Dutch Firm Harnesses Wind Energy through “Power Flowers”

The Dutch are known for their initiative in harnessing wind power to generate electricity. So, it should come as no surprise that a Dutch firm, NL Architects, is one of the first to come up with a radical idea to make this technology more viable and compact for use in an urban environment. The firm has developed what it calls ‘Power Flowers’, and these are, simply put, next generation windmills. They are remarkably compact and efficient, and may just be the urban answer developers of alternate energy sources have been looking for.

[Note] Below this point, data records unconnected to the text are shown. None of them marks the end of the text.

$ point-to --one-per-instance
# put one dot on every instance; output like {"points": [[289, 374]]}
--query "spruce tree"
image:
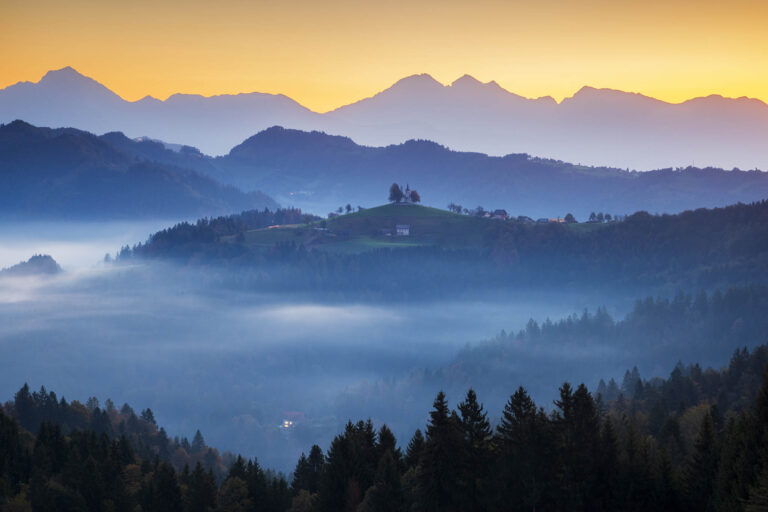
{"points": [[438, 476], [476, 433], [414, 450], [701, 468]]}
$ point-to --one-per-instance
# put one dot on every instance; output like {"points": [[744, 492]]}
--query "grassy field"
{"points": [[374, 228]]}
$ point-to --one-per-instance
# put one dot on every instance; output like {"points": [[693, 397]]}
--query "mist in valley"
{"points": [[237, 363]]}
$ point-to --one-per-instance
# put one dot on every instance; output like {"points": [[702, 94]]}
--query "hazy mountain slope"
{"points": [[37, 265], [320, 172], [594, 126], [66, 98], [67, 173]]}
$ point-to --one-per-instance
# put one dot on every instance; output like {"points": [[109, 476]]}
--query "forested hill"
{"points": [[672, 447], [318, 172], [71, 174], [696, 249]]}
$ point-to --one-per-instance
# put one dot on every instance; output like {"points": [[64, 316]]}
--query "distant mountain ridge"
{"points": [[594, 126], [37, 265], [319, 172], [66, 173]]}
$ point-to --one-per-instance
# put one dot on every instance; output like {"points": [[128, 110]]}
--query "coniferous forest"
{"points": [[693, 442]]}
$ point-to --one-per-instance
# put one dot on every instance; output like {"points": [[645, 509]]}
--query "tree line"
{"points": [[585, 453], [697, 249]]}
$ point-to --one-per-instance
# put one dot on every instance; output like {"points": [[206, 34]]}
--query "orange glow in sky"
{"points": [[325, 54]]}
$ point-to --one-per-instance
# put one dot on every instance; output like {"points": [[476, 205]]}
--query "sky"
{"points": [[327, 54]]}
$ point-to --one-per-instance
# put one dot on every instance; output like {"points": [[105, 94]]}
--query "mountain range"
{"points": [[319, 172], [65, 172], [68, 173], [594, 126]]}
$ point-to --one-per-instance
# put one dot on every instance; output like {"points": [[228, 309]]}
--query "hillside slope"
{"points": [[320, 172]]}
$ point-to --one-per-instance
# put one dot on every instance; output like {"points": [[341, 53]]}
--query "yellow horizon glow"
{"points": [[328, 54]]}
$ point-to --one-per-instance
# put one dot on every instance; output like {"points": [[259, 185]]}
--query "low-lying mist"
{"points": [[205, 349], [236, 364]]}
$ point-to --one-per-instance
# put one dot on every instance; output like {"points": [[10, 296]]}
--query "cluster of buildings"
{"points": [[501, 214]]}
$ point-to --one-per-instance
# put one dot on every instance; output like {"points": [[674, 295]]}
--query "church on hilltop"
{"points": [[403, 197]]}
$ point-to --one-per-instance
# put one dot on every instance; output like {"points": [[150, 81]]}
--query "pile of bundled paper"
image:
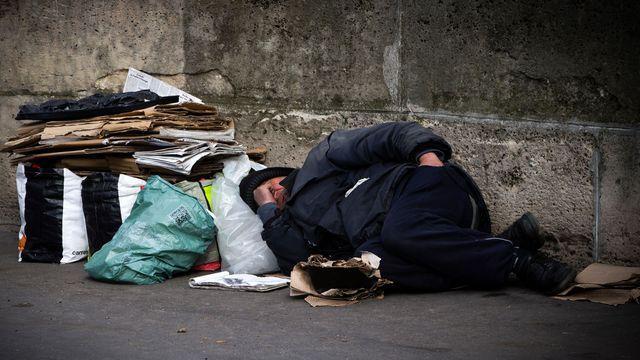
{"points": [[177, 141]]}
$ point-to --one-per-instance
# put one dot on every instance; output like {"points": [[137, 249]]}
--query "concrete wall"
{"points": [[540, 101]]}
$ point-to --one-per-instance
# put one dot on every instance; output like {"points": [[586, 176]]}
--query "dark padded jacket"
{"points": [[340, 196]]}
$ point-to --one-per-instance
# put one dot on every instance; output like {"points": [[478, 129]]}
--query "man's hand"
{"points": [[262, 194], [430, 159]]}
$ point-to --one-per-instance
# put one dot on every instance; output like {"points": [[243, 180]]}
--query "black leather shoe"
{"points": [[544, 274], [524, 233]]}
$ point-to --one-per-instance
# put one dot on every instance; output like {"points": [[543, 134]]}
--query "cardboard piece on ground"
{"points": [[337, 283], [599, 294], [605, 284]]}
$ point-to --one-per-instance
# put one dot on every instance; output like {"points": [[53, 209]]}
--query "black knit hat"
{"points": [[255, 179]]}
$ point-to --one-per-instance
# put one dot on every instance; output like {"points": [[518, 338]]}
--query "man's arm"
{"points": [[390, 142], [285, 241]]}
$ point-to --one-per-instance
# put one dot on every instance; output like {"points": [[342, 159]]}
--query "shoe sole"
{"points": [[531, 226], [563, 284]]}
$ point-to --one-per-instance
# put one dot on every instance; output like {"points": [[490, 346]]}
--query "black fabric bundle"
{"points": [[92, 106]]}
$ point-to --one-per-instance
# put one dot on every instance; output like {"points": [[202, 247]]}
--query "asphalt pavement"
{"points": [[50, 311]]}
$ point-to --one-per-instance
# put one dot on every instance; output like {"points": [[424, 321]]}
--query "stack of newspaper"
{"points": [[181, 140]]}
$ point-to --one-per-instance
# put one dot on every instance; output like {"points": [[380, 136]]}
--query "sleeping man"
{"points": [[391, 190]]}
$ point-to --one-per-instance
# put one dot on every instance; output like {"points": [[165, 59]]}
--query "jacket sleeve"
{"points": [[285, 241], [390, 142]]}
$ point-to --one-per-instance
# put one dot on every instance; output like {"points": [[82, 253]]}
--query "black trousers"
{"points": [[426, 242]]}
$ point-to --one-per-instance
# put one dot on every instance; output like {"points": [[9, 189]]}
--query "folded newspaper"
{"points": [[244, 282]]}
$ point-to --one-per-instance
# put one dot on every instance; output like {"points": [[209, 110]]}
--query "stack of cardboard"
{"points": [[177, 141]]}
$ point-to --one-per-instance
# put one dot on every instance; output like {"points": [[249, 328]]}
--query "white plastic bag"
{"points": [[52, 224], [239, 229]]}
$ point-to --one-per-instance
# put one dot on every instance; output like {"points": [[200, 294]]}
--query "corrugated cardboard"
{"points": [[605, 284], [326, 282]]}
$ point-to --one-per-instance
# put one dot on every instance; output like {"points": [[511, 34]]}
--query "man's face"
{"points": [[278, 191]]}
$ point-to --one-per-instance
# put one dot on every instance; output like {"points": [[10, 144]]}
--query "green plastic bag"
{"points": [[165, 233]]}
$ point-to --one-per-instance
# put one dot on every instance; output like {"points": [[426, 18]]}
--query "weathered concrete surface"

While large wind turbines generate plenty of electricity, the amount of infrastructure and land they take up, makes them inapplicable to urban environments. The Power Flowers, on the other hand, are economical in their use of land and infrastructure. A power flower consists of a narrow pole, about the same size as a streetlamp, and there are small, vertical axis power generating turbines branching out from the pole on either side. Imagine it as a tree adorned with a few large flowers. Each ‘tree’ consists of either 3 or 12 turbines.

Apart from their compact size and ease of installation near places where the electric power is actually needed, the Power Flowers offer other advantages. To begin with, they are virtually noiseless, and most importantly, it is not necessary to direct them into the wind. Thanks to their aesthetically pleasing design, they won’t be a street-side eyesore either. In fact, the designers believe that these next-gen windmills will blend into the urban environment just as easily as telephone towers, electric lines and streetlamps. The power flowers could also fit into someone’s personal backyard.

The Power Flower designers have an American firm to thank for developing these 4 KW turbines. Urban Green Energy, the developers, intended the use of these turbines on city rooftops. However, the rooftop turbines are only 1 KW generators, and cost $7,000 each. Sounds really expensive, but in the state of California, where a rebate is offered by the government, one could break even in roughly 10 years. This technology is already being used on the roof of the National Guard building in Ohio and atop virtually every house of a middle-class subdivision in St. Louis.

The CEO of Urband Green Energy, Nick Bitterswyk, is noticeably excited about the future prospects of wind-generated power, and NL Architects have just justified his optimism!